3.3 Linguagem gestual, experiência e narração

Os múltiplos e variados recursos cênicos mencionados, empregados por Brecht em

Um homem é um homem, como os recursos de “literarização do teatro”, as diferentes

projeções, de títulos e imagens, a utilização de caráter épico das canções, a cortina, apresentavam a função de técnica de montagem, interrompendo o desenvolvimento da ação em sua habitual linearidade do drama burguês e provocando uma ruptura com a forma orgânica, ilusionista, “mágica” e “hipnotizante” do espetáculo, em sua forma ideológica de representação e percepção, voltando-se à construção de um espetáculo pleno de “tensões”, como afirma.
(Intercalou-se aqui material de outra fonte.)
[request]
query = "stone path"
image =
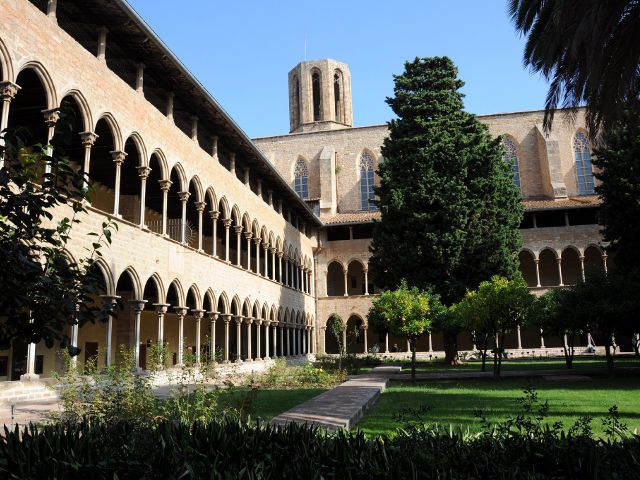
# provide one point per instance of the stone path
(343, 406)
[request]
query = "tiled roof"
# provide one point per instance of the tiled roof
(575, 202)
(351, 217)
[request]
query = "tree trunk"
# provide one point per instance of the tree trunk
(450, 348)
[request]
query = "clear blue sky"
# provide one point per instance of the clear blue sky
(242, 50)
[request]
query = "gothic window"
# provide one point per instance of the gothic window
(301, 179)
(366, 182)
(315, 86)
(584, 172)
(337, 96)
(511, 158)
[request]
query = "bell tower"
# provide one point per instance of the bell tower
(320, 96)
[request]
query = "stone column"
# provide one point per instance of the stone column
(87, 139)
(184, 197)
(200, 208)
(143, 173)
(161, 309)
(181, 312)
(165, 186)
(248, 236)
(198, 314)
(138, 307)
(238, 339)
(249, 322)
(214, 218)
(118, 158)
(258, 328)
(213, 316)
(366, 281)
(238, 230)
(227, 225)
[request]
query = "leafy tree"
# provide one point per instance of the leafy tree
(496, 308)
(405, 312)
(43, 289)
(588, 50)
(449, 209)
(618, 161)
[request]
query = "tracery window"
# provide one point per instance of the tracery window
(301, 179)
(367, 173)
(584, 172)
(511, 158)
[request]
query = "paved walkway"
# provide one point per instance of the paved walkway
(343, 406)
Conforme temos visto, a questão da técnica é, em diversos sentidos, de importância crucial para a construção do teatro épico. Benjamin afirma que “as formas do teatro épico correspondem às novas formas técnicas, o cinema e o rádio. Ele está situado no ponto mais alto da técnica” (OE I, p. 83). Em vez de se esforçar naquela “concorrência inútil com o cinema e o rádio”, como diz Benjamin, Brecht buscaria se apropriar e aprender com estes novos aparatos, apropriando-se, em seu trabalho, da técnica de montagem neles presente, intrínseca a eles:

                                                                                                               

Com o princípio da interrupção, o teatro épico adota um procedimento que se tornou familiar para nós, nos últimos anos, com o desenvolvimento do cinema e do rádio, da imprensa e da fotografia. Refiro-me ao procedimento da montagem: pois o material montado interrompe o contexto no qual é montado (BENJAMIN, OE I, p. 133).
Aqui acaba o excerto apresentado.